—¡¿Tesoro regresó?!
Tesoro se secó rápidamente las lágrimas y giró la cabeza para saludarlos:
—Mamá, madrina Samira, padrino Orion.
Carol se sorprendió: —¿Cuándo regresaste?
Samira añadió: —¿Por qué no hubo ni un solo aviso? Parece un sueño.
Orion se frotó los ojos emocionado: —¡De verdad mi niña ha vuelto!
Tesoro corrió hacia ellos: —¡Sí, he vuelto!
Abrazó a Carol, luego abrazó a Samira y apoyó su pequeña mejilla en el vientre de su madrina.
—Vaya, se está moviendo en tu pancita.
Samira soltó una carcajada: —Pequeño, esta es Tesoro.

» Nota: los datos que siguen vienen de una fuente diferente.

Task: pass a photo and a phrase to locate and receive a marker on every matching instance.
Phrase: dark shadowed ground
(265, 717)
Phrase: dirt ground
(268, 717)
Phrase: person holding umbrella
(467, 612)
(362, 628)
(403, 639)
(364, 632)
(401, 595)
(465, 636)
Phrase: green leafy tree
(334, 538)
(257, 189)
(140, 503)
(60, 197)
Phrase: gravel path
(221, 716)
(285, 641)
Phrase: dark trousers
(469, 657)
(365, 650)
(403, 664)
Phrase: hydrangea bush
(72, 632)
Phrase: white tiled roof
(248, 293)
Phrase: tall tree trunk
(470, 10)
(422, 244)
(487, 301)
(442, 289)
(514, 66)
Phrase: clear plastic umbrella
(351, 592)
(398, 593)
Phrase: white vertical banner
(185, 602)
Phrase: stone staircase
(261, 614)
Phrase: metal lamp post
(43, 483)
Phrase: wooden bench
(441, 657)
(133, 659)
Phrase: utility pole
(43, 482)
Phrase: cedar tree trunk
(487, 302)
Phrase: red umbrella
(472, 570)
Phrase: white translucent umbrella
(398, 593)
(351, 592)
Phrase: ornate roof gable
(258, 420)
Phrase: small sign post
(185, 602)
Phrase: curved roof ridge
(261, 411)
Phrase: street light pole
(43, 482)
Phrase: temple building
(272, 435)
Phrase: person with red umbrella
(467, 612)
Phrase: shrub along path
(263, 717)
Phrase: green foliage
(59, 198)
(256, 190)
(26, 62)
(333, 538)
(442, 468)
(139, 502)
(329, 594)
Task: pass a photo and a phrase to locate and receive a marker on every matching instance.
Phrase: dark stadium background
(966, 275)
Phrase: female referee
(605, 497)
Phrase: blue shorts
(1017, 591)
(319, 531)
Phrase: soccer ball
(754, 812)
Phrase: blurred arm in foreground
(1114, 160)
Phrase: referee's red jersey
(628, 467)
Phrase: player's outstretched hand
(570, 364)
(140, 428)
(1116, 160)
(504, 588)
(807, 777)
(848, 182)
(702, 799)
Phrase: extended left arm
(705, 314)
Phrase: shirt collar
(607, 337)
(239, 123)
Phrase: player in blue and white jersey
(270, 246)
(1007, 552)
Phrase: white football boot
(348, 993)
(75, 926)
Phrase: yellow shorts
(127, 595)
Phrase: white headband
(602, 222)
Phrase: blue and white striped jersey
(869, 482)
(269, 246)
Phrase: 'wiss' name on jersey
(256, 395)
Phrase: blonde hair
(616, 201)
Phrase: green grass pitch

Tesoro saludó: —Hola, ¿cómo estás?
Carol le preguntó: —¿Cómo regresaste? ¿Qué te pasó en la ropa?
Tesoro dijo: —Volví en avión. Tuvimos un pequeño contratiempo en el camino y me ensucié.
Carol, asombrada: —¿Ah?
Tesoro explicó: —Fue Eric quien me trajo de regreso.
Carol levantó la vista para mirar a Eric, y este se apresuró a saludarla: —Hola, tía Carol.
Al ver que él estaba incluso más sucio que Tesoro, Carol frunció el ceño preocupada:
—¿No se lastimaron?
Eric respondió: —No, solo nos topamos con una tormenta y el clima no nos favoreció.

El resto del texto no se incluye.